Amorphous, seductive, confronting and comforting, sound can exert a multiplicity of emotional and physical affects on listeners. Sound Art however often eludes description, is generally misunderstood and repeatedly defies categorization.

In 2001 I was invited by Stuart Koop to coordinate a series of after hours presentations at ACCA titled Variable Resistance designed to highlight trends informing contemporary sound culture. Over two years ACCA hosted various concerts and lectures by a wide range of artists and theorists including David Toop (UK), Rasmus Lunding (DK), Csaba Toth (USA), Francisco Lopez (SPN), Gunter Muller (CH) and Voice Crack (CH). The series culminated in a survey of Australian sound culture for the San Francisco MOMA (2002) and Transmediale Festival (2003) titled Variable Resistance: 10 hours of sound from Australia which included works by 80 Australian sound artists and musicians.

ACCA's advocacy was important as it generated wider awareness of Australian sound culture and its diverse range of practices. It occurred at a time when sound art was just beginning to receive broader international recognition by large institutions who acknowledged its importance through historical and contemporary survey exhibitions and performance programs.

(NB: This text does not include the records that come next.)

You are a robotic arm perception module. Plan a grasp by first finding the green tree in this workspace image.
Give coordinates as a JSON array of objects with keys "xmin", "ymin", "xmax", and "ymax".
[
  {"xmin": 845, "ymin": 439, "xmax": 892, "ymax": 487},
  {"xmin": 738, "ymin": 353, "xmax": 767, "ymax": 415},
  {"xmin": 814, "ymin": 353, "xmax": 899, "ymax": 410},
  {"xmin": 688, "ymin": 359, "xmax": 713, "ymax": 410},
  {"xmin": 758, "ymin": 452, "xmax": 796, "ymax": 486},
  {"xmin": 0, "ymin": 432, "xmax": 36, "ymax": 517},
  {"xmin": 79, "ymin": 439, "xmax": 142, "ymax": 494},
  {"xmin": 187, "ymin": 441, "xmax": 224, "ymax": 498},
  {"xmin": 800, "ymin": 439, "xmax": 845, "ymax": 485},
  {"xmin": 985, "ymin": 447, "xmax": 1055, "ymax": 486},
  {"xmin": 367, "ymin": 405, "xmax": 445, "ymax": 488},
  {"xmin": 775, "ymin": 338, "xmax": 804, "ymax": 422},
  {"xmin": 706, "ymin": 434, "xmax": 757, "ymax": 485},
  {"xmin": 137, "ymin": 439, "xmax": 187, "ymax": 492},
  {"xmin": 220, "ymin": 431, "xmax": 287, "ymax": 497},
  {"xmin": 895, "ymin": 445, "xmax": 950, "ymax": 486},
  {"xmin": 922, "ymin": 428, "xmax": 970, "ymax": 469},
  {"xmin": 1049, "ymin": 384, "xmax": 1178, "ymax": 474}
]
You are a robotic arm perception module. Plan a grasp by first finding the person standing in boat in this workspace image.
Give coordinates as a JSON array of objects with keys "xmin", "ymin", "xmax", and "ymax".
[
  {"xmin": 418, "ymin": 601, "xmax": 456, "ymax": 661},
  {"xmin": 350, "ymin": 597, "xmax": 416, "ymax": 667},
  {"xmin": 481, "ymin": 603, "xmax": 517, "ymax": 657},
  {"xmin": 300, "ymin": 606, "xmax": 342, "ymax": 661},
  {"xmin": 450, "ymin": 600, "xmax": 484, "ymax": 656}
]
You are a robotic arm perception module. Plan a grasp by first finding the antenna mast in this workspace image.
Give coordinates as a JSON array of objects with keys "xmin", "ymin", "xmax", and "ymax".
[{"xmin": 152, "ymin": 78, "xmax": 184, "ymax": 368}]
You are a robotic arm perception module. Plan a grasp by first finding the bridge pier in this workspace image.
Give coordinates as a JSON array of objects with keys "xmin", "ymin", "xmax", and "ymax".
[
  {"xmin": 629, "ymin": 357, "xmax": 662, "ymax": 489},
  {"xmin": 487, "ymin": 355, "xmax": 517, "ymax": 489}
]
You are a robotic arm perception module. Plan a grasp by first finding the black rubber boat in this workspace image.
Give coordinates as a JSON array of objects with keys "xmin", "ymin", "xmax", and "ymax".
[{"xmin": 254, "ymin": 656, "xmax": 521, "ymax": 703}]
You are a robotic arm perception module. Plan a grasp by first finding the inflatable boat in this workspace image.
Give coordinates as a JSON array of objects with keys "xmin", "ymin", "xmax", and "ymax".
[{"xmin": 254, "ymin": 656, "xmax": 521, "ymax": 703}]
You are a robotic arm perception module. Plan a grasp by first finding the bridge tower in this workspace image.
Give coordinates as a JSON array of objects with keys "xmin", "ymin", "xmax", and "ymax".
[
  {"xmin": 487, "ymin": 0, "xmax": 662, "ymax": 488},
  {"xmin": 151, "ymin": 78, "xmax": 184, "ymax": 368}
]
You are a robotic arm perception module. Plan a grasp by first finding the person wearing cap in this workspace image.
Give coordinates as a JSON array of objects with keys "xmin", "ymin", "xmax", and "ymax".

The Variable Resistance program made an important contribution towards generating greater recognition of the diverse range of practices that have evolved through various communities of artists and musicians to articulate a strong regional character. The program was also important for providing a forum for international theorists and practitioners who explored a variety of ideas within this burgeoning field. These presentations included examples of the musical possibilities of robotics, improvisation, pervasive computing in performance, bioacoustics, soundscape composition, noise and silence, domestic appliances as sound generators, gesture and the haptic in performance, sound spatialisation, exotica and ambient music.

In 2000-1 Philip Samartzis was an independent sound curator and artist promoting spatial sound practices. He is currently working towards a publication titled An Absent Presence (Macmillan) that focuses on work produced during his Australian Antarctic Arts Fellowship and producing a one hour radio work on Antarctica for France Culture and the ABC to be aired later this year.